Thu Aug 31 14:17:35 PDT 2006

> I remember you (Stephen) talking about how it used to be that
> Atomic{Begin,End} pairs that weren't needed (because there were no
> limit checks between them) were previously removed, but that it had
> been a real problem (although I don't remember why).

I believe you are referring to a slightly different optimization that
was eliminated in r2183.  Here's the relevant part of the commit
message:

  Fixed the bug Ken Larsen triggered with mgtk.  It was due to broken
  use of atomic{Begin,End} in MLtonThread.sml.  The reason the bug
  didn't get caught in testing is that there is an optimization in the
  basis library that turns atomic{Begin,End} into noops if signals
  aren't handled by the program (because there can be no preemptive
  thread switching).  The only testing I had done with _export had
  been with a single-threaded program and hence the critical sections
  hadn't been tested at all.  But mgtk uses MLton.Finalizable, which
  uses signals, which triggered the bug.

  First off, I decided to eliminate that optimization.  Partly because
  of this problem, and partly because there are various places in the
  runtime and basis where you want to do asserts on canHandle, but
  these won't be right if atomic{Begin,End} are turned into noops.

The point is that atomic{Begin,End} has a side effect on the
"canHandle" counter in addition to providing a critical section.  The
old optimization (implemented in the basis, not the compiler) was
wrong because it indiscriminately eliminated this side effect.  The
optimization I propose could avoid this problem, I think.  First off,
it could look in the code region between the Atomic{Begin,End} in the
basic block and verify that canHandle isn't used.  And if it were
used, the optimization could still eliminate the test of
gcState.signalIsPending while keeping around the canHandle side
effect.

Hmmm, perhaps there are two optimizations.  Here's a more detailed
attempt to explain them.  First off, a reminder what Atomic{Begin,End}
expand to in the ssaToRssa pass.

  AtomicBegin
    gcState.canHandle++;
    if (gcState.signalIsPending)
      gcState.limit = gcState.limitPlusSlop - LIMIT_SLOP;

  AtomicEnd
    gcState.canHandle--;
    if (gcState.signalIsPending and 0 == gcState.canHandle)
      gc;

So, each is basically a side effect on canHandle followed by a test.
The optimization is to eliminate the side effect and/or the test
depending on what we know.

  1. If an Atomic{Begin,End} matches inside a basic block, then
    a.
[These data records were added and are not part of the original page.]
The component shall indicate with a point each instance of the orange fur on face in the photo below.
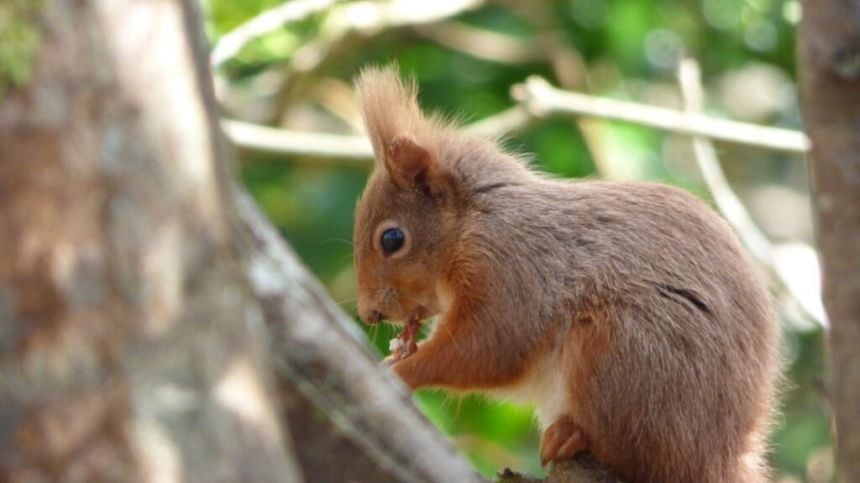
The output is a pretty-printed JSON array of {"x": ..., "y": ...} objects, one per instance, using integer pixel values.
[{"x": 626, "y": 313}]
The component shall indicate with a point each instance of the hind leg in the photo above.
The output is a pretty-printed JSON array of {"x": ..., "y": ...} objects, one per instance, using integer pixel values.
[{"x": 561, "y": 441}]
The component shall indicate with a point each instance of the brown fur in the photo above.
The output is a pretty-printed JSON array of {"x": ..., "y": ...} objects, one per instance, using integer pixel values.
[{"x": 637, "y": 293}]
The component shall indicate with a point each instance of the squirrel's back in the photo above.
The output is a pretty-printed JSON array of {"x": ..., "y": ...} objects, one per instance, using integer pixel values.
[{"x": 655, "y": 310}]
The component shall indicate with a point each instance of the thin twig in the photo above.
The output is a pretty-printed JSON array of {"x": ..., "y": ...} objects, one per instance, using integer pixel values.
[
  {"x": 482, "y": 43},
  {"x": 298, "y": 143},
  {"x": 542, "y": 100},
  {"x": 727, "y": 201},
  {"x": 268, "y": 21}
]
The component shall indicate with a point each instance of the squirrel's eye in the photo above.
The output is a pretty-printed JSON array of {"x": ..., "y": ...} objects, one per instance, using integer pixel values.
[{"x": 392, "y": 240}]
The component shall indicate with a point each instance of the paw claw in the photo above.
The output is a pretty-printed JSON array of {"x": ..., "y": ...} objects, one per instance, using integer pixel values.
[{"x": 562, "y": 441}]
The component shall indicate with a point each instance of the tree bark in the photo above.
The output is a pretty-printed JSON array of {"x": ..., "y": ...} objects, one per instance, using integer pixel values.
[
  {"x": 830, "y": 82},
  {"x": 153, "y": 326}
]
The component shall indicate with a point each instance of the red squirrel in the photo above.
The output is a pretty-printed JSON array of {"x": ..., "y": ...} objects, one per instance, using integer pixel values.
[{"x": 627, "y": 313}]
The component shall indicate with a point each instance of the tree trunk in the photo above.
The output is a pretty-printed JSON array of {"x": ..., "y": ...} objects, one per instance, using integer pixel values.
[
  {"x": 132, "y": 346},
  {"x": 153, "y": 326},
  {"x": 830, "y": 82}
]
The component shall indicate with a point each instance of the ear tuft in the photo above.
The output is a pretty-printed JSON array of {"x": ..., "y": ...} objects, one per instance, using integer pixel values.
[
  {"x": 406, "y": 161},
  {"x": 401, "y": 136}
]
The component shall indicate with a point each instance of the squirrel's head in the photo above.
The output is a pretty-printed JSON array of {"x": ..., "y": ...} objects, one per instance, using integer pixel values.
[{"x": 406, "y": 223}]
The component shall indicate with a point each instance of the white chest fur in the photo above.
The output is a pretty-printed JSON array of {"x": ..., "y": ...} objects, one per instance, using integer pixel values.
[{"x": 544, "y": 387}]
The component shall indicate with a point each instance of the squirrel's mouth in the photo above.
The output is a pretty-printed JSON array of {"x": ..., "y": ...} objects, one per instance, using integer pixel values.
[{"x": 405, "y": 344}]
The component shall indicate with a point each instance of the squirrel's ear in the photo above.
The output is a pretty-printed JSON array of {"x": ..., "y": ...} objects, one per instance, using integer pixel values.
[{"x": 407, "y": 162}]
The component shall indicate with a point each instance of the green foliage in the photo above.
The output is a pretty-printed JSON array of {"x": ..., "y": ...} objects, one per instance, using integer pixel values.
[
  {"x": 20, "y": 37},
  {"x": 631, "y": 48}
]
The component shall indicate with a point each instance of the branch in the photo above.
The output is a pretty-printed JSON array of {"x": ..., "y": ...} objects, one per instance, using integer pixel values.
[
  {"x": 537, "y": 99},
  {"x": 830, "y": 100},
  {"x": 727, "y": 201},
  {"x": 542, "y": 99},
  {"x": 350, "y": 419},
  {"x": 348, "y": 148},
  {"x": 298, "y": 143}
]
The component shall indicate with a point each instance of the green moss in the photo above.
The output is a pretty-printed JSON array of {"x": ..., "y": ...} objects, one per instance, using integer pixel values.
[{"x": 20, "y": 38}]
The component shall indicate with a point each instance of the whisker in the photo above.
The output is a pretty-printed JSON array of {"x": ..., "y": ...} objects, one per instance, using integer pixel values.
[{"x": 341, "y": 240}]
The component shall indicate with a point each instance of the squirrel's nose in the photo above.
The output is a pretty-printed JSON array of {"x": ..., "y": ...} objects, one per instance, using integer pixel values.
[{"x": 373, "y": 317}]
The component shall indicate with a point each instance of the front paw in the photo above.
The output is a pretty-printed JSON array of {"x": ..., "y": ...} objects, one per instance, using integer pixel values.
[{"x": 563, "y": 440}]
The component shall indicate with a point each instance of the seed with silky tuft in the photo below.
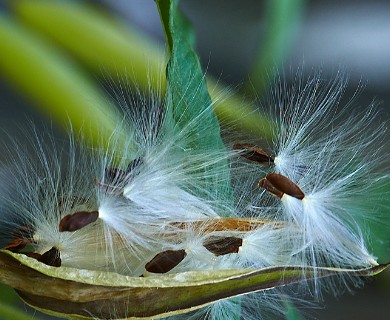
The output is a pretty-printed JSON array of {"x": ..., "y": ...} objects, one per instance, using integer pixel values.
[
  {"x": 78, "y": 220},
  {"x": 279, "y": 185},
  {"x": 223, "y": 245}
]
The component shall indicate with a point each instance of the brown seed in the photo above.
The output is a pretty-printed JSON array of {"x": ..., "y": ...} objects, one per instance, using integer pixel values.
[
  {"x": 223, "y": 245},
  {"x": 78, "y": 220},
  {"x": 165, "y": 261},
  {"x": 253, "y": 153},
  {"x": 17, "y": 244},
  {"x": 51, "y": 257},
  {"x": 279, "y": 184}
]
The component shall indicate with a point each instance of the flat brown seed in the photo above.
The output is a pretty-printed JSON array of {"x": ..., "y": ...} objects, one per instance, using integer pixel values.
[
  {"x": 267, "y": 185},
  {"x": 51, "y": 257},
  {"x": 223, "y": 245},
  {"x": 253, "y": 153},
  {"x": 78, "y": 220},
  {"x": 17, "y": 244},
  {"x": 165, "y": 261},
  {"x": 285, "y": 185}
]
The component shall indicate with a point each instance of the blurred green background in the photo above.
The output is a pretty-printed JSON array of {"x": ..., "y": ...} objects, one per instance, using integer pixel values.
[{"x": 56, "y": 57}]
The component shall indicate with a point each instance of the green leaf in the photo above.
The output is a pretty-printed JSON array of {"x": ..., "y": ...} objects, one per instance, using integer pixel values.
[
  {"x": 123, "y": 51},
  {"x": 84, "y": 294},
  {"x": 53, "y": 83},
  {"x": 188, "y": 99},
  {"x": 282, "y": 19}
]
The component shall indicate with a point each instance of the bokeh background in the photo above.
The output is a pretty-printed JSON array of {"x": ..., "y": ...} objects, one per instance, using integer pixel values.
[{"x": 239, "y": 42}]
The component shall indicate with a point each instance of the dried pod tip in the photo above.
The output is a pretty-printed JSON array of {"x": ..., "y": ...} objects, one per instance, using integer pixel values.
[
  {"x": 253, "y": 153},
  {"x": 78, "y": 220},
  {"x": 165, "y": 261}
]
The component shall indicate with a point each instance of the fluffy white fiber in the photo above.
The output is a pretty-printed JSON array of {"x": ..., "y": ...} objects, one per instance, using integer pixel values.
[{"x": 153, "y": 194}]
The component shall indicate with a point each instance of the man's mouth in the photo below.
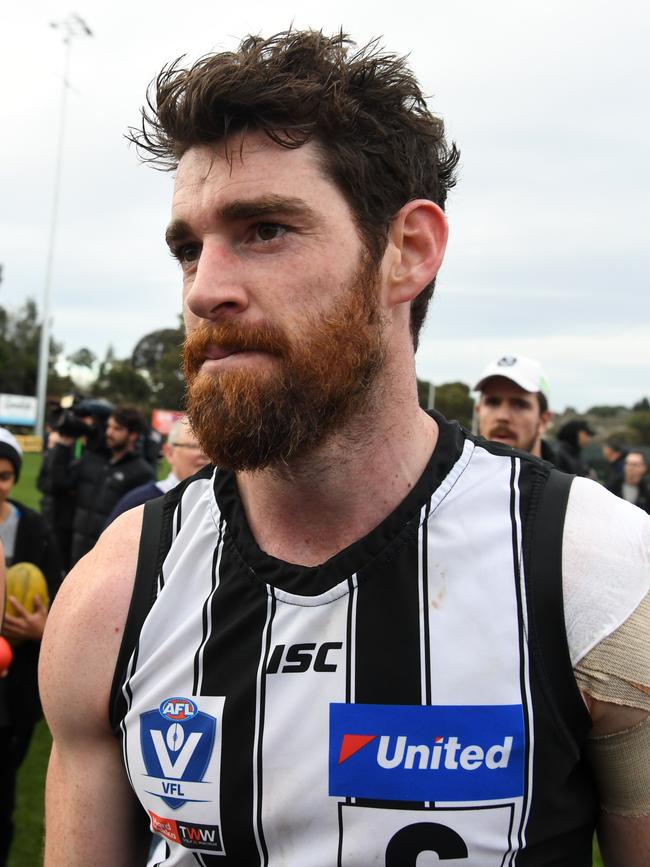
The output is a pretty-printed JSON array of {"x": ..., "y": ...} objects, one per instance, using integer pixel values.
[
  {"x": 216, "y": 353},
  {"x": 501, "y": 434}
]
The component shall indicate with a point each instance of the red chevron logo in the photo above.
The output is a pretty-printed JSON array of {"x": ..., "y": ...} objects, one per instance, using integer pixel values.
[{"x": 351, "y": 744}]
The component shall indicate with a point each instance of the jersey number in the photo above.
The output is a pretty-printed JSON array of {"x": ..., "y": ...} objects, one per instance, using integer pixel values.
[{"x": 409, "y": 842}]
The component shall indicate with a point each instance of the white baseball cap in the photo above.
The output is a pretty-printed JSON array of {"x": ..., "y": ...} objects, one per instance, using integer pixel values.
[{"x": 524, "y": 372}]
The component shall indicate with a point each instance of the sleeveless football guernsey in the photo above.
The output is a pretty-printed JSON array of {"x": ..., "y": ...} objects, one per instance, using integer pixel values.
[{"x": 409, "y": 701}]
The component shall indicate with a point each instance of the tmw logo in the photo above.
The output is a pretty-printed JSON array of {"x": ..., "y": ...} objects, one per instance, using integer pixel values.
[
  {"x": 206, "y": 838},
  {"x": 446, "y": 753},
  {"x": 426, "y": 753}
]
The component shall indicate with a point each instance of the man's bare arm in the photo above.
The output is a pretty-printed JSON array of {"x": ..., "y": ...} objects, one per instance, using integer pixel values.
[
  {"x": 92, "y": 816},
  {"x": 624, "y": 840}
]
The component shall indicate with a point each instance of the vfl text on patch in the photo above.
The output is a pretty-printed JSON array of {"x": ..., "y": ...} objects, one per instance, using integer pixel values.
[
  {"x": 177, "y": 741},
  {"x": 426, "y": 753}
]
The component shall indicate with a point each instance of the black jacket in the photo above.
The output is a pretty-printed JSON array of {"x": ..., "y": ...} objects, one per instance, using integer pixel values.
[
  {"x": 97, "y": 483},
  {"x": 101, "y": 485},
  {"x": 569, "y": 459},
  {"x": 34, "y": 544}
]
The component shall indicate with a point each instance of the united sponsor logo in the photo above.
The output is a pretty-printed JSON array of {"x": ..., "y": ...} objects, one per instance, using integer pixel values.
[
  {"x": 204, "y": 838},
  {"x": 425, "y": 753},
  {"x": 177, "y": 742}
]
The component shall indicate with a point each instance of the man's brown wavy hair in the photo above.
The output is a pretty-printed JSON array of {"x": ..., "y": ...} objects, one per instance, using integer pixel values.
[{"x": 363, "y": 107}]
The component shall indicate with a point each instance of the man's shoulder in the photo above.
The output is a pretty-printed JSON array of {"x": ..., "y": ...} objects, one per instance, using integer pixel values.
[
  {"x": 605, "y": 563},
  {"x": 87, "y": 620}
]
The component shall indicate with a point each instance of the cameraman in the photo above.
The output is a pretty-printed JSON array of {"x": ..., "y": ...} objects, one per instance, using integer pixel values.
[
  {"x": 78, "y": 432},
  {"x": 106, "y": 471}
]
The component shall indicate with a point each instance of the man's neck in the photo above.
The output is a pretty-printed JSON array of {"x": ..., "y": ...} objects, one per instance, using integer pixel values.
[
  {"x": 307, "y": 512},
  {"x": 118, "y": 455}
]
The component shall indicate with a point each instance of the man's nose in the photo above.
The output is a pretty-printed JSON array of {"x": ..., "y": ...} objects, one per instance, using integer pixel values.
[{"x": 216, "y": 290}]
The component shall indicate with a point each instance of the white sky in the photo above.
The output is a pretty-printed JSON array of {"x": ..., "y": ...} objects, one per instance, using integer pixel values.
[{"x": 548, "y": 101}]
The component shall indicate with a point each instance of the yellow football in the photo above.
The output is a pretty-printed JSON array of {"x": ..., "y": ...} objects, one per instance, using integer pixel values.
[{"x": 24, "y": 582}]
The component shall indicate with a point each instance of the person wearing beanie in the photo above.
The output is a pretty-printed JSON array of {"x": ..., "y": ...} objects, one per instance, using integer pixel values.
[{"x": 25, "y": 539}]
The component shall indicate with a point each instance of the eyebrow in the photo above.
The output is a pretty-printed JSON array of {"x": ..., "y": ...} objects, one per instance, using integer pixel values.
[{"x": 265, "y": 206}]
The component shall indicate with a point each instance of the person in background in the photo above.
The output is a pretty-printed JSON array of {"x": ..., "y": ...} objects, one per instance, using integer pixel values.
[
  {"x": 25, "y": 539},
  {"x": 614, "y": 452},
  {"x": 101, "y": 476},
  {"x": 632, "y": 486},
  {"x": 513, "y": 405},
  {"x": 572, "y": 437},
  {"x": 184, "y": 456},
  {"x": 358, "y": 638}
]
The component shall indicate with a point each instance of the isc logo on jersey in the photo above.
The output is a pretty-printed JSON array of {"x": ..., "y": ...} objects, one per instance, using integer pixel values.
[
  {"x": 177, "y": 742},
  {"x": 426, "y": 753}
]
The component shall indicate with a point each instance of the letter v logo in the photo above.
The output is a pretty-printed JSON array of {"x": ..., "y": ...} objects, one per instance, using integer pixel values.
[
  {"x": 351, "y": 744},
  {"x": 176, "y": 769}
]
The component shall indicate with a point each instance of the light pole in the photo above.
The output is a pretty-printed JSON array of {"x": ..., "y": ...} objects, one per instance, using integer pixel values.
[{"x": 71, "y": 27}]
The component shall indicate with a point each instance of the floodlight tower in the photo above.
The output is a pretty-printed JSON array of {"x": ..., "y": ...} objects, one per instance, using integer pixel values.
[{"x": 71, "y": 27}]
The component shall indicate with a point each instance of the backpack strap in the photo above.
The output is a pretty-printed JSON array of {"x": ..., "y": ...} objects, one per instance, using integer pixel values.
[
  {"x": 155, "y": 541},
  {"x": 546, "y": 604}
]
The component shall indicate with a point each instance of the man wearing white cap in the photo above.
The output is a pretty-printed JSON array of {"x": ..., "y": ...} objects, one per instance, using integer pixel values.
[{"x": 513, "y": 407}]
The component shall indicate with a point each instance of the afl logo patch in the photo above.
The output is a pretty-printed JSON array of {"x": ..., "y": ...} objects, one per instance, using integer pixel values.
[{"x": 178, "y": 708}]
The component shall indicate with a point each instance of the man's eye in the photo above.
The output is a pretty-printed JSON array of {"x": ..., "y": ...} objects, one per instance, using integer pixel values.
[
  {"x": 187, "y": 253},
  {"x": 269, "y": 231}
]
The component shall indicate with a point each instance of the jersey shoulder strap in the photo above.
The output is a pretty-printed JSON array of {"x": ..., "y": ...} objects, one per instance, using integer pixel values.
[
  {"x": 543, "y": 570},
  {"x": 155, "y": 541}
]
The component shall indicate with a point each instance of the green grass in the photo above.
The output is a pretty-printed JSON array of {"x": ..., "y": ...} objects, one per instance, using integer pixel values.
[{"x": 27, "y": 847}]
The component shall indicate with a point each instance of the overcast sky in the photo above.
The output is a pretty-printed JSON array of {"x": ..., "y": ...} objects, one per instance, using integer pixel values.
[{"x": 549, "y": 250}]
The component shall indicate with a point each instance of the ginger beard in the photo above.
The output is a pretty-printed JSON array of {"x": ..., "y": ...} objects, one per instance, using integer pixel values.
[{"x": 249, "y": 419}]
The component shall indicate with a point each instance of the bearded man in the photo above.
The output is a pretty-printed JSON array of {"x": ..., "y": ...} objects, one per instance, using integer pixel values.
[
  {"x": 363, "y": 636},
  {"x": 513, "y": 404}
]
Eliminate the test.
    b. If there is no use of canHandle inside the Begin/End, then
       eliminate the side effect.
  2. If an Atomic{Begin,End} does not match inside a basic block and
     the program doesn't use signals, then eliminate the test.

Unfortunately, atomicEnd still has a "canHandle = 0" test in the basis
library code. 

      fun atomicEnd () = 
         if canHandle () = 0w0
            then raise Primitive.Exn.Fail8 "Thread.atomicEnd"
            else _prim "Thread_atomicEnd": unit -> unit; ()

I don't quite see how to get rid of that test.  Although perhaps that
should really only be on for debugging.

> Mind you, it also means that it wouldn't be clear from the source
> code when things were cheap and when they weren't.

Welcome to whole-program optimization :-).